DOMINIQUE MOODY HAS BEEN AN ASSEMBLAGE ARTIST FOR MANY YEARS, making art with found materials. The Nomad is both her home and latest masterpiece. Since the eighties, she had been planning to build a house truck. However, in 2002, she discovered an article about Jay Shafer and his tiny house. After contacting him and learning more, Dominique knew that a tiny house was the perfect medium through which to tell her story.

She is no stranger to the nomadic lifestyle. Her father was in the military, and Dominique was born in Germany. Her family moved around constantly during her childhood, living in a forty-foot New Moon trailer when they returned to the United States. Her current location in Los Angeles is one of forty-five different addresses she’s had throughout her life. It turns out she has wanderlust in her blood—her family line can be traced back to an ancient African nomadic tribe, the largest on the planet.

Dominique’s tiny house is truly a labor of love. The house took four years to design, and an additional three years to construct. She is legally blind, and built the house with the help of friends, family, volunteers, and hired professionals.

Photograph by Khari Scott and Dominique Moody

Because she is partially sighted, she focused on filling the house with round, organic shapes and the textures of wood and metal. The corrugated steel siding of her house isn’t reclaimed, but it’s striking. Dominique rusted the metal with a mixture of water, vinegar, and salt, and then colored the steel with metal stain.

Dominique knew she wanted round windows in her tiny house, but specialty windows are expensive. One day at the laundromat, she realized the round door on the washing machine looked just like the kind of window she wanted! She found a company that refurbishes old commercial laundry machines, and she was able to get six windows for the price of one round window bought new.

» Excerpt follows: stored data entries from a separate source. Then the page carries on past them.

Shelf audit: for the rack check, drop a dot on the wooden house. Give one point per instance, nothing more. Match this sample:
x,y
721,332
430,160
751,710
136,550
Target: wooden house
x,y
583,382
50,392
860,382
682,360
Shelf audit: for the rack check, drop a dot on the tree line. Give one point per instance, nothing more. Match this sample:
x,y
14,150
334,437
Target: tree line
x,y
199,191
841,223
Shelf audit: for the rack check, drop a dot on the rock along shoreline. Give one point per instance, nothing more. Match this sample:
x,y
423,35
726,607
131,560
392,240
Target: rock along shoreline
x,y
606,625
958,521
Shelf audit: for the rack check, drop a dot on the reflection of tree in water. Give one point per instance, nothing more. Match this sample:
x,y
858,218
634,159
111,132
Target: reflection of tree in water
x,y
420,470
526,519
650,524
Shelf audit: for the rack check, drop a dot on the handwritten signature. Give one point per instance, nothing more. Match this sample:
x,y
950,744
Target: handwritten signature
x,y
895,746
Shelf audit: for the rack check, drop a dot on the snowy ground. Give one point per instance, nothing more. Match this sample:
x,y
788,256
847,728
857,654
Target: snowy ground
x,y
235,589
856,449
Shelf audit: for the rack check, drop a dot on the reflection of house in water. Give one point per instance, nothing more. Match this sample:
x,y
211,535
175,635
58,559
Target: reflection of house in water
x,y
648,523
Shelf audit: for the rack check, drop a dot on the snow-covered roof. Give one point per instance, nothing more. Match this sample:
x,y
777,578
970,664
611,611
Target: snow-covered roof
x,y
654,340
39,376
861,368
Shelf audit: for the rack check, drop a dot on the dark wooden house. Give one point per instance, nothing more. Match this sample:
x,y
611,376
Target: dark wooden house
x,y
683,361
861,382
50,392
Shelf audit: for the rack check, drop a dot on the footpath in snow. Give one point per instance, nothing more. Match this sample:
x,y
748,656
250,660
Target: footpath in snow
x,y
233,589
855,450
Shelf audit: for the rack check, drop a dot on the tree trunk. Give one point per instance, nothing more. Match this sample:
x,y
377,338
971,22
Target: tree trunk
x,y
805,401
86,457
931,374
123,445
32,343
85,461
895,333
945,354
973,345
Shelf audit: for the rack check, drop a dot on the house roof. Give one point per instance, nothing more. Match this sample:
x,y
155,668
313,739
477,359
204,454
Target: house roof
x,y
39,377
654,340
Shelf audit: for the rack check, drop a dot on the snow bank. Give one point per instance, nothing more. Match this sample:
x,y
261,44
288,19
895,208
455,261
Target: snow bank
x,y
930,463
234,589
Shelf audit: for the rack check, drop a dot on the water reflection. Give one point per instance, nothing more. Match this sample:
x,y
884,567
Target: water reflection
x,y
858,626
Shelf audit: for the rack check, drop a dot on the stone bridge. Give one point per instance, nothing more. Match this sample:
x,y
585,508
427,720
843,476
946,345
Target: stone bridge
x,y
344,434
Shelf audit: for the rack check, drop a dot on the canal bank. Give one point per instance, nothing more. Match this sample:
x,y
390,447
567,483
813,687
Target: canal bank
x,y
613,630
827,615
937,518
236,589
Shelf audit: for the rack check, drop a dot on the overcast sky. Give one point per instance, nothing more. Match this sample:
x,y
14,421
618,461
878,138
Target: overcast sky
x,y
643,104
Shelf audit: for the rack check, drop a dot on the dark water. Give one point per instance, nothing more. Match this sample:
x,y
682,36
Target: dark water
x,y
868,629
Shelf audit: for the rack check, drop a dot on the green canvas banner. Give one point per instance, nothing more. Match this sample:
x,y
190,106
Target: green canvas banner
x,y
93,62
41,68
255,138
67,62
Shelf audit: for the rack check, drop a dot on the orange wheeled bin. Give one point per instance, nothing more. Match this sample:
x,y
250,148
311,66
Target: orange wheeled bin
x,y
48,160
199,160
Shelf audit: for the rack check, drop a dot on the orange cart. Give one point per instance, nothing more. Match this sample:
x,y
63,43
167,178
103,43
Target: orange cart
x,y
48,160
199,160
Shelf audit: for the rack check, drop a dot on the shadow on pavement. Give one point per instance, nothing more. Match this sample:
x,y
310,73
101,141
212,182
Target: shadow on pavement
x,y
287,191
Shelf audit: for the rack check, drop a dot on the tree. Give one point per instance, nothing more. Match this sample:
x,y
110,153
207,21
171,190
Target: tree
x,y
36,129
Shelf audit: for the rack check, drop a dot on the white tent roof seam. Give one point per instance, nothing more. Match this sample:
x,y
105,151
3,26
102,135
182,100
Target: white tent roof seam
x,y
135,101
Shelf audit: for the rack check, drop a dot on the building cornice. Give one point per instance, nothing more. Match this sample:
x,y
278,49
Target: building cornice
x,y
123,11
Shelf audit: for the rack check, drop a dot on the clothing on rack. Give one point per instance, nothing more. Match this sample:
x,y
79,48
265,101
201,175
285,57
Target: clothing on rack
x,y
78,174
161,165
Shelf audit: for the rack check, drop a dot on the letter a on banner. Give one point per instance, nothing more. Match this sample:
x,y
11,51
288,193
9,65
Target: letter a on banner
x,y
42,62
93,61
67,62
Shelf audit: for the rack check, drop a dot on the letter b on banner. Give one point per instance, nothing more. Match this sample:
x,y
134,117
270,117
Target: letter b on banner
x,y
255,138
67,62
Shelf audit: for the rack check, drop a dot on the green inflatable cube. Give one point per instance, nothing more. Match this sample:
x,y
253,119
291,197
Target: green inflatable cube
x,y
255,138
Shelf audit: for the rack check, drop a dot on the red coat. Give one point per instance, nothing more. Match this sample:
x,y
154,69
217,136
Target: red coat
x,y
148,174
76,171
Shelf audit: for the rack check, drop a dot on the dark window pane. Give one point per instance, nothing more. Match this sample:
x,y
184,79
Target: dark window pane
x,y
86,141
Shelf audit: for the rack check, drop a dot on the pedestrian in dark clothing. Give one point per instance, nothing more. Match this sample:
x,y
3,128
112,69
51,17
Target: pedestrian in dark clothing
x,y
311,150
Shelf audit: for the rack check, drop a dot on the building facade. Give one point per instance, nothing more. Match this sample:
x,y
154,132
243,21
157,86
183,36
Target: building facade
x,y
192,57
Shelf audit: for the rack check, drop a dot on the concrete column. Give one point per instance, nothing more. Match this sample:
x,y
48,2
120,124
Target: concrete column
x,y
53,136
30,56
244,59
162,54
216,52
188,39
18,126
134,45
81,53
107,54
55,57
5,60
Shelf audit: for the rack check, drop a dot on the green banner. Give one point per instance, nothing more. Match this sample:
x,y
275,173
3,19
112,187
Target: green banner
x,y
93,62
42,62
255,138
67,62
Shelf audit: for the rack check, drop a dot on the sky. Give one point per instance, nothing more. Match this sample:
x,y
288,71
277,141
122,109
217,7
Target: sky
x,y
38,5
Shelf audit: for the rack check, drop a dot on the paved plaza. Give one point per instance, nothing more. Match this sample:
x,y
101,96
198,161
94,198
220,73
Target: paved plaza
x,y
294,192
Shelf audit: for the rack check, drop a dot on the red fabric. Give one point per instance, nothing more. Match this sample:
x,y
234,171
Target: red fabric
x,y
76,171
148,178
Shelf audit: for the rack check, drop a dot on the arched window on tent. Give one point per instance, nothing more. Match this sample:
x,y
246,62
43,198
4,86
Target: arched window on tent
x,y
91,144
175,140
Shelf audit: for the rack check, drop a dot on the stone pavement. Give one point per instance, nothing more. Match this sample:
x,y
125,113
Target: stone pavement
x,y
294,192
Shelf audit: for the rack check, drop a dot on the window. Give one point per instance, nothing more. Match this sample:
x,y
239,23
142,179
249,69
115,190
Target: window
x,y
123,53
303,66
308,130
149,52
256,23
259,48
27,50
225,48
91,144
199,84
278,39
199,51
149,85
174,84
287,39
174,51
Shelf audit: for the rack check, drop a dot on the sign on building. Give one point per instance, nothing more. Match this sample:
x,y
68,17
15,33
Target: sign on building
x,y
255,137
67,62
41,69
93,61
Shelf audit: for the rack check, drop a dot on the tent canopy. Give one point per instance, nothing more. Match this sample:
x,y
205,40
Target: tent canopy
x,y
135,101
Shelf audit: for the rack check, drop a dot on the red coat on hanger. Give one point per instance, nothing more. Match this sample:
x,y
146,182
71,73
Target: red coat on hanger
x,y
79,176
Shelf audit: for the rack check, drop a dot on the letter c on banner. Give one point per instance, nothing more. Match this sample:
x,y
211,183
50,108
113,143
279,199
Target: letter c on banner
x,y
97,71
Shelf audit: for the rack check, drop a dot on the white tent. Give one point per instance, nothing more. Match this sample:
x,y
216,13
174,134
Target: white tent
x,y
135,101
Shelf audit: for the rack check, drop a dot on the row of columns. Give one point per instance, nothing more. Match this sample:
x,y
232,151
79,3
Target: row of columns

Reclaimed wood adds a variety of stories to the tiny house. Clear heart redwood from 1,500-year-old trees came from a demolished bridge in Bakersfield, CA, and Dominique had used it for an art installation she made for a hospital. She used the leftover redwood as the baseboard, trim for her skylight, and shower surround. Found tree branches work beautifully as hand rails on the porch. The porch itself is clad with 100-year-old barn wood, and the wooden threshold of an old stable, worn down in the center by horse hooves, serves as the lintel above the door. One woman even gifted Dominique ten boxes of cedar paneling, which she used as lining for her kitchen drawers and as the flooring in her storage loft.

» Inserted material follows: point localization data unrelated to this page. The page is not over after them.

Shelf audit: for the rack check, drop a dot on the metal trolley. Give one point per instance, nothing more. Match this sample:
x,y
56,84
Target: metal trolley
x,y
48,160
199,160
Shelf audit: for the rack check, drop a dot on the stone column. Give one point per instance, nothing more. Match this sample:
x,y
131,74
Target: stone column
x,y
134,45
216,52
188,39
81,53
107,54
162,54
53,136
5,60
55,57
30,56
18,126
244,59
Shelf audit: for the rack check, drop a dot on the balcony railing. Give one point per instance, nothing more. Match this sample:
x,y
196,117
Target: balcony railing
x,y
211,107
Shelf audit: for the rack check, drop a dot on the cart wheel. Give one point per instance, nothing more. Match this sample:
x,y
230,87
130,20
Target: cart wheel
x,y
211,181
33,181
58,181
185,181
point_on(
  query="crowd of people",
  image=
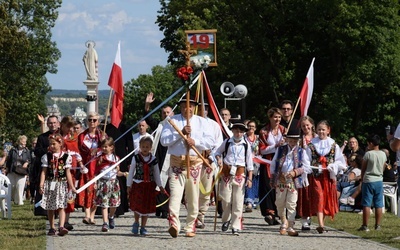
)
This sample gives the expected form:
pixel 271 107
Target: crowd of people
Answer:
pixel 289 168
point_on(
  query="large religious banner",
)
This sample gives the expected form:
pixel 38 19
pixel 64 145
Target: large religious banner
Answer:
pixel 204 42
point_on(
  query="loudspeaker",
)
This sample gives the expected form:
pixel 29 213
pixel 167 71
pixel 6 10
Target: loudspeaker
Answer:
pixel 227 88
pixel 240 91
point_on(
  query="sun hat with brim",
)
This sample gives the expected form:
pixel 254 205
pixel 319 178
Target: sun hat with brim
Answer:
pixel 293 132
pixel 240 126
pixel 191 101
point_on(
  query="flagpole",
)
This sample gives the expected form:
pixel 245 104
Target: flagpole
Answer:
pixel 108 110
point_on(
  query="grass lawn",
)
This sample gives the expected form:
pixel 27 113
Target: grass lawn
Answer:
pixel 24 230
pixel 350 222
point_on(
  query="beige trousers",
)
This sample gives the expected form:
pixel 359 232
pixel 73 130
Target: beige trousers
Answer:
pixel 179 183
pixel 286 199
pixel 204 199
pixel 231 191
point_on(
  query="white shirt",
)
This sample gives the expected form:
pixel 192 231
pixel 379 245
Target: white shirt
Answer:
pixel 201 134
pixel 235 155
pixel 132 171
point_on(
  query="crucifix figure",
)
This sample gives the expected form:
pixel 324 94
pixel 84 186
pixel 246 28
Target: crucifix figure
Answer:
pixel 187 53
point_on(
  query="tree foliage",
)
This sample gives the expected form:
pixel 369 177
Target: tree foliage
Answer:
pixel 268 46
pixel 26 55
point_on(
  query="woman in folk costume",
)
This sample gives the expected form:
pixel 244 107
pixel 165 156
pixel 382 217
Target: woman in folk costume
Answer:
pixel 271 137
pixel 71 146
pixel 237 161
pixel 325 159
pixel 143 178
pixel 88 142
pixel 287 179
pixel 303 200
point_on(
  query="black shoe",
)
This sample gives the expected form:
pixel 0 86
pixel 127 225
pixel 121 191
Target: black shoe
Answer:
pixel 225 226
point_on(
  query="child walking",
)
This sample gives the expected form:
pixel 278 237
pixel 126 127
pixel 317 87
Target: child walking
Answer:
pixel 372 182
pixel 237 159
pixel 108 195
pixel 53 185
pixel 144 177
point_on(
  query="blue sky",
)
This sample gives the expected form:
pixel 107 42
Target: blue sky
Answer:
pixel 106 22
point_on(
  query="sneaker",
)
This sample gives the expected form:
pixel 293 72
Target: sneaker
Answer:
pixel 52 232
pixel 363 228
pixel 225 226
pixel 104 228
pixel 62 231
pixel 343 201
pixel 143 231
pixel 135 228
pixel 68 226
pixel 111 222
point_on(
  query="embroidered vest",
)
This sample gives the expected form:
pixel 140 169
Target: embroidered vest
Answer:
pixel 140 172
pixel 316 158
pixel 52 172
pixel 282 152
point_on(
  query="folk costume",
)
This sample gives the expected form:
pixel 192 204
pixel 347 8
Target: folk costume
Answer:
pixel 238 160
pixel 207 173
pixel 71 146
pixel 287 169
pixel 88 148
pixel 55 184
pixel 108 193
pixel 325 159
pixel 143 178
pixel 179 179
pixel 267 149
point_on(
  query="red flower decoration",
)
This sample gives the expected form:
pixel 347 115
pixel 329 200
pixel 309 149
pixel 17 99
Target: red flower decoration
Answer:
pixel 184 72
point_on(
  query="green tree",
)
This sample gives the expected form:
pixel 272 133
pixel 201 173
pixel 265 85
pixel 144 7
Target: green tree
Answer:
pixel 26 55
pixel 268 46
pixel 162 82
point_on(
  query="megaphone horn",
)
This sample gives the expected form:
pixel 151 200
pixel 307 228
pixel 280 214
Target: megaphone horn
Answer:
pixel 227 88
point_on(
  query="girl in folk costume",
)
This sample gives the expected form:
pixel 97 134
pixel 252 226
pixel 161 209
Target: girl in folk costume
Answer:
pixel 237 159
pixel 271 137
pixel 71 147
pixel 325 159
pixel 307 133
pixel 107 187
pixel 252 193
pixel 144 177
pixel 88 142
pixel 286 169
pixel 55 173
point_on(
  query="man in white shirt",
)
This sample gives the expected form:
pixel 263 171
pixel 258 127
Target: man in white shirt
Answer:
pixel 197 134
pixel 142 127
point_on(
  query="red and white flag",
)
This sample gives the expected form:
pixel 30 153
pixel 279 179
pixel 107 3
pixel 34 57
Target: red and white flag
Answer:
pixel 307 90
pixel 115 82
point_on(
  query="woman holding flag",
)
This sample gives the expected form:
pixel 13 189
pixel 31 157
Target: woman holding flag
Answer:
pixel 88 142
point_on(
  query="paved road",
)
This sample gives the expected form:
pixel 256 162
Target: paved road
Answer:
pixel 256 235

Photographs by Khari Scott and Dominique Moody

Since the house is an art piece reflecting her family history, Dominique made sure that family items were given a place of honor. Her father carried a globe with him wherever he traveled, and it now hangs above the entry in a half-spherical window. His apple crates that once held books became the drawers for her kitchen cabinets. A simple galvanized tub of his is now her bathroom sink, and it is the first thing you see when you walk in the door.

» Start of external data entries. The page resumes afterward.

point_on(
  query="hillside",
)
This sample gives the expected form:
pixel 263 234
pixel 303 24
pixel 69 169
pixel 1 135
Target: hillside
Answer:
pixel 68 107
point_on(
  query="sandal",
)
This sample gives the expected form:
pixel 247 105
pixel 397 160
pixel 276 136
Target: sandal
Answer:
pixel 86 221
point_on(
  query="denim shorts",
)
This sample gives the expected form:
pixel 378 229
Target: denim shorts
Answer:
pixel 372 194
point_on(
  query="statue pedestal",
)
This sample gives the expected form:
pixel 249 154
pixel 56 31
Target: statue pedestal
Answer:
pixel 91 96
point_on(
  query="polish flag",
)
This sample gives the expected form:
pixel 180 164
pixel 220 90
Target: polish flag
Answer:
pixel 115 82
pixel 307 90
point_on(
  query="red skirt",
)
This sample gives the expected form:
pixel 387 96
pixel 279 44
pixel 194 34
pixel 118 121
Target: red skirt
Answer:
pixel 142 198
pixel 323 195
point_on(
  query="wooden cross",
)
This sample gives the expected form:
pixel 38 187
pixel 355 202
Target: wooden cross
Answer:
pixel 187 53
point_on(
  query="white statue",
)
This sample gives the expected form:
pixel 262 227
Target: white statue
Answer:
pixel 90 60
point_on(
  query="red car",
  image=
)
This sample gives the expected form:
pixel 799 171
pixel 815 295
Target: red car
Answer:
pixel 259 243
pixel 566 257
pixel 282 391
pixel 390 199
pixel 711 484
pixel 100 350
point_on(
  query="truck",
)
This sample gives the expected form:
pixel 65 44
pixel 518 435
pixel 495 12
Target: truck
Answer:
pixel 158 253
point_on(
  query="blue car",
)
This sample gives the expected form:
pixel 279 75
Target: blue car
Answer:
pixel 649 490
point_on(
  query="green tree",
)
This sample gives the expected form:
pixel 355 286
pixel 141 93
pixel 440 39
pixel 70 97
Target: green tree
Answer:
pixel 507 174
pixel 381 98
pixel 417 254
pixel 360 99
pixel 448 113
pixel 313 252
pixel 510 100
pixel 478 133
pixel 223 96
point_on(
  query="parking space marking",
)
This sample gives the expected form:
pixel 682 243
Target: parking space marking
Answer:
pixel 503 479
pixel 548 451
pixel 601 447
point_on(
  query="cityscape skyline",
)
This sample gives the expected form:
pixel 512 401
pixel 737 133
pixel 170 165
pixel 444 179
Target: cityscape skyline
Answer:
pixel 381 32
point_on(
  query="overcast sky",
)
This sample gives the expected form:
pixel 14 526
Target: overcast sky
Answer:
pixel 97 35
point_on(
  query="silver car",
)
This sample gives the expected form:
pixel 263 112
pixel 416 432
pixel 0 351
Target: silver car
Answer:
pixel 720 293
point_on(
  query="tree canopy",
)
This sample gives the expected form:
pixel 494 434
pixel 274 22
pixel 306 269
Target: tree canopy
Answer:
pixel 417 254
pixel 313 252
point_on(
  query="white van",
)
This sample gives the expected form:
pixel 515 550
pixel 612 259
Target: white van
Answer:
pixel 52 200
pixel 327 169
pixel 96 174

Dominique Moody’s tiny house is a living, breathing work of art many years in the making. Not only does it represent the past and present of her story, but it also helps strike up conversations about what it means to create a meaningful home in this day and age. “A place is one thing—a home is a complete other kind of environment,” Dominique says. “It’s an art form to create our shelter in reflection of who we are.”